La cartographie du conflit congolais vient une nouvelle fois de se redessiner, cette fois dans le territoire de Kalehe, au Sud-Kivu. En quelques jours d’affrontements, les Wazalendo ont infligé un revers cuisant au M23, arrachant au moins douze agglomérations à la rébellion. Une progression éclair menée par une alliance de seigneurs de guerre autoproclamés, au nez et à la barbe de l’armée régulière.
Derrière l’avancée des Wazalendo, trois figures émergent : Bahigi Maguru (APDC/RAD), Kirikicho Marimba (COPACO) et Haguma Mic Mic (MCDPN).

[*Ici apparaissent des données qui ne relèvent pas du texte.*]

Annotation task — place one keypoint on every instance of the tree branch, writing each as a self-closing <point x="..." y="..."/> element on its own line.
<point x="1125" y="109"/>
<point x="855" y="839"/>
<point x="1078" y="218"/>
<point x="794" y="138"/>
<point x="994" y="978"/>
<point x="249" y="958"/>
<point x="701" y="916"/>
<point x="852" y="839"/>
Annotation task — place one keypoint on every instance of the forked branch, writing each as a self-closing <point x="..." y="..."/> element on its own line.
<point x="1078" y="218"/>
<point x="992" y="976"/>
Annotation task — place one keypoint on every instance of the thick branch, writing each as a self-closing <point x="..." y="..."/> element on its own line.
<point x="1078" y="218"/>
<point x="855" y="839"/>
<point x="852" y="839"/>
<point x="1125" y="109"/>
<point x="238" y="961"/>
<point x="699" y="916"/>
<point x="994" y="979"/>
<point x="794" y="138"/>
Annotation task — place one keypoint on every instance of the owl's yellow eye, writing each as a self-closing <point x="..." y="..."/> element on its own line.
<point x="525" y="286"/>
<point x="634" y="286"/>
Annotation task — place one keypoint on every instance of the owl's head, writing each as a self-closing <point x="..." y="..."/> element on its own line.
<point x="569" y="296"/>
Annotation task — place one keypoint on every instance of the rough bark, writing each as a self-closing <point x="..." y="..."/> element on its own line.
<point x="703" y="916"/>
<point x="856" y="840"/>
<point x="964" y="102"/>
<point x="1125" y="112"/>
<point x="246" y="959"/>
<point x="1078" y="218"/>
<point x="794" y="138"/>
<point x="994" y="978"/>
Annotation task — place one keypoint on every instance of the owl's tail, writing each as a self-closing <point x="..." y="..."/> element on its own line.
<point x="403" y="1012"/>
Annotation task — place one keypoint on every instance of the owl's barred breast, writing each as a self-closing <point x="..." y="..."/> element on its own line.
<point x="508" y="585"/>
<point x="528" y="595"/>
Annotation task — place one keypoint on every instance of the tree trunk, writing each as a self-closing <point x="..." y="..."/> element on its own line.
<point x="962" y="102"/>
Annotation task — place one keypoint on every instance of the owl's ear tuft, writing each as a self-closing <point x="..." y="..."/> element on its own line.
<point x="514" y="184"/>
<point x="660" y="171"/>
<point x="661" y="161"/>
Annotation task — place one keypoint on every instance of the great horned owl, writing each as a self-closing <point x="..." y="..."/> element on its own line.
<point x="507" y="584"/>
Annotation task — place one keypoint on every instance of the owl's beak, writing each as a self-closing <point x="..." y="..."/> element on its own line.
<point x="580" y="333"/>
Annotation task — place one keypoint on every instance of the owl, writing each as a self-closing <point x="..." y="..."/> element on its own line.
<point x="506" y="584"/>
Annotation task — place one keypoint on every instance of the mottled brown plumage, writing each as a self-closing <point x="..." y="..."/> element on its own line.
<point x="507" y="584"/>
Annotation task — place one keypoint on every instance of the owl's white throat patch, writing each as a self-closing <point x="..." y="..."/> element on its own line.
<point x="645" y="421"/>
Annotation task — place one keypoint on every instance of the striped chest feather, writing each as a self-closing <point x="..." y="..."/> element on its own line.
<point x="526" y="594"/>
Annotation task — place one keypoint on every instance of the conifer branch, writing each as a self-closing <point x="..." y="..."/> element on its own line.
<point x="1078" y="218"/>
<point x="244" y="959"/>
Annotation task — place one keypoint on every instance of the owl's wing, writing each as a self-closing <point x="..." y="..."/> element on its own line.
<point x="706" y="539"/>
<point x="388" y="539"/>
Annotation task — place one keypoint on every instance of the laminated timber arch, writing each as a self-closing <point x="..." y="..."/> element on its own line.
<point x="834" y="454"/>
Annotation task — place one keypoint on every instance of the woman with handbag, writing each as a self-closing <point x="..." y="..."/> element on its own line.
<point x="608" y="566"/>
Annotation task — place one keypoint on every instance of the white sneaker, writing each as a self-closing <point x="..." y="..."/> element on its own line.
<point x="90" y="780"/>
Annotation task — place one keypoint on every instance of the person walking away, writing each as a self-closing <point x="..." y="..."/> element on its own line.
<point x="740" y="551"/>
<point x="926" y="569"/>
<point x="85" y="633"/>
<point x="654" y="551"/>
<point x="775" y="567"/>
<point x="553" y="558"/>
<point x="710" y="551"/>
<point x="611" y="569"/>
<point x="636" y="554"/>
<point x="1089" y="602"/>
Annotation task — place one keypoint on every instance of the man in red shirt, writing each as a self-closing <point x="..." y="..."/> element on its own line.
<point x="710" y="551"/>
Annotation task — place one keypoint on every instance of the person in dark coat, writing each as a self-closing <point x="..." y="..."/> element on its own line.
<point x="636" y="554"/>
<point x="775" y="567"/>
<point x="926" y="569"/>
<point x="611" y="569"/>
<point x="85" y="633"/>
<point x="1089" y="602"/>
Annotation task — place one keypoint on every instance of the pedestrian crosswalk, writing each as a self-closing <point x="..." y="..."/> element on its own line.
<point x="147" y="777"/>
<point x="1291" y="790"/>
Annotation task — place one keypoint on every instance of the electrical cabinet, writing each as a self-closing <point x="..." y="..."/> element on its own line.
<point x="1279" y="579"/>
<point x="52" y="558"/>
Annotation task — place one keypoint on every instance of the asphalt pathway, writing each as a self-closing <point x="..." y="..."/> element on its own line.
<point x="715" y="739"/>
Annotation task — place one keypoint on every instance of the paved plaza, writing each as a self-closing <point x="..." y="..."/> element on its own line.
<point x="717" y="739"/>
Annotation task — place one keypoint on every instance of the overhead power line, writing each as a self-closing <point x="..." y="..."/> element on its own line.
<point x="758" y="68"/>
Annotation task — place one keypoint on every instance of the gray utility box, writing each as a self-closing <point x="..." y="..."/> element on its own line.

Un trio de généraux sans grade mais avec des fusils, qui dictent leur loi sur un terrain devenu champ de ruines.
« Depuis avant-hier, les combats font rage. Les Wazalendo ont repris Lemera, Bushaku 1 et 2, Nyabarongwa, MwamiwaIdjwi, Chizi… », égrène un habitant, joint par Actualité.cd.

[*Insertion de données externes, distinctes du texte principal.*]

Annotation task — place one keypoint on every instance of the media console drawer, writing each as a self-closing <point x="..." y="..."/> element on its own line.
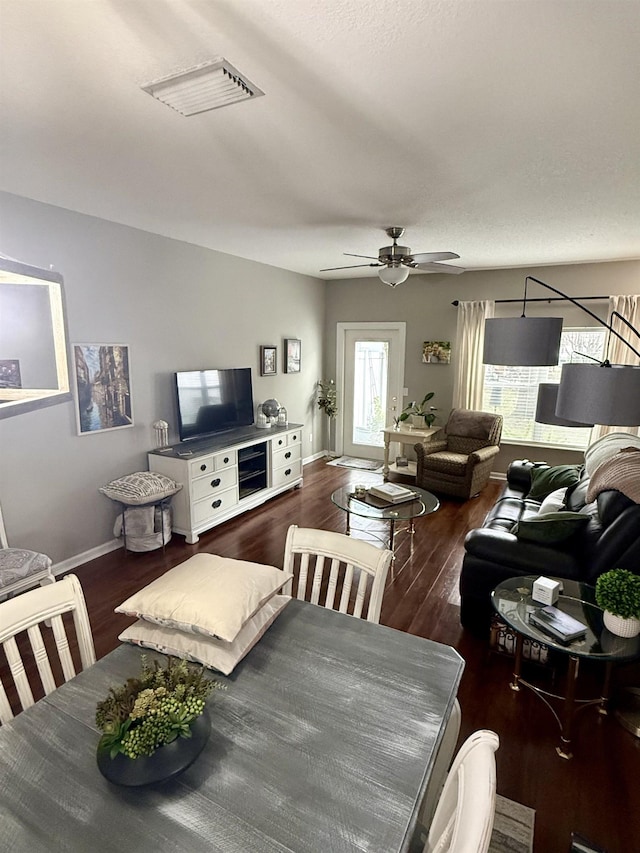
<point x="218" y="481"/>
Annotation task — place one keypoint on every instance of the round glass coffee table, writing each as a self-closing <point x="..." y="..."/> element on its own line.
<point x="513" y="602"/>
<point x="367" y="506"/>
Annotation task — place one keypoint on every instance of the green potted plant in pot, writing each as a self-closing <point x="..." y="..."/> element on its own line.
<point x="154" y="726"/>
<point x="618" y="593"/>
<point x="421" y="414"/>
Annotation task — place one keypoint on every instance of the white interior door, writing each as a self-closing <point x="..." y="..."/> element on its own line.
<point x="370" y="374"/>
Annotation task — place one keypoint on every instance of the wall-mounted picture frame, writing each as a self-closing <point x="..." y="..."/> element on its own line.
<point x="436" y="352"/>
<point x="10" y="373"/>
<point x="102" y="387"/>
<point x="268" y="360"/>
<point x="292" y="353"/>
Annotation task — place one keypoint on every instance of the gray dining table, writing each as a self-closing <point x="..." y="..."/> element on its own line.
<point x="324" y="740"/>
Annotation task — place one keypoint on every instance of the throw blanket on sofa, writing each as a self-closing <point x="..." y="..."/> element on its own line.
<point x="621" y="472"/>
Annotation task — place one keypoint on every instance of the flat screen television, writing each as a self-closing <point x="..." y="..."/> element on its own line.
<point x="213" y="401"/>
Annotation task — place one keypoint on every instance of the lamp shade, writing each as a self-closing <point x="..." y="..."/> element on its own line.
<point x="393" y="275"/>
<point x="525" y="341"/>
<point x="600" y="394"/>
<point x="546" y="407"/>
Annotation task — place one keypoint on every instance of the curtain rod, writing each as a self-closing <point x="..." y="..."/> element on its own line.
<point x="456" y="302"/>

Puis, le 9 avril, une poussée fulgurante : Lumbishi, Igali, Bishaka, Shanje, Chambombo, Kafufula, Katale… Autant de localités arrachées aux mains du M23, dans une guerre de collines qui ne dit jamais son nom.
Sur l’axe Lemera-Bugamanda, les tirs ont repris à l’aube. Le M23 tente de reconquérir du terrain. Mais rien ne dit que l’issue lui sera favorable. Les civils, eux, comptent les morts à huis clos, entre rumeurs et déflagrations.
Hasard ou stratégie ? Ces hostilités surviennent juste après la nomination par Kinshasa d’un nouvel administrateur, de son adjoint et du chef de la cité de Minova.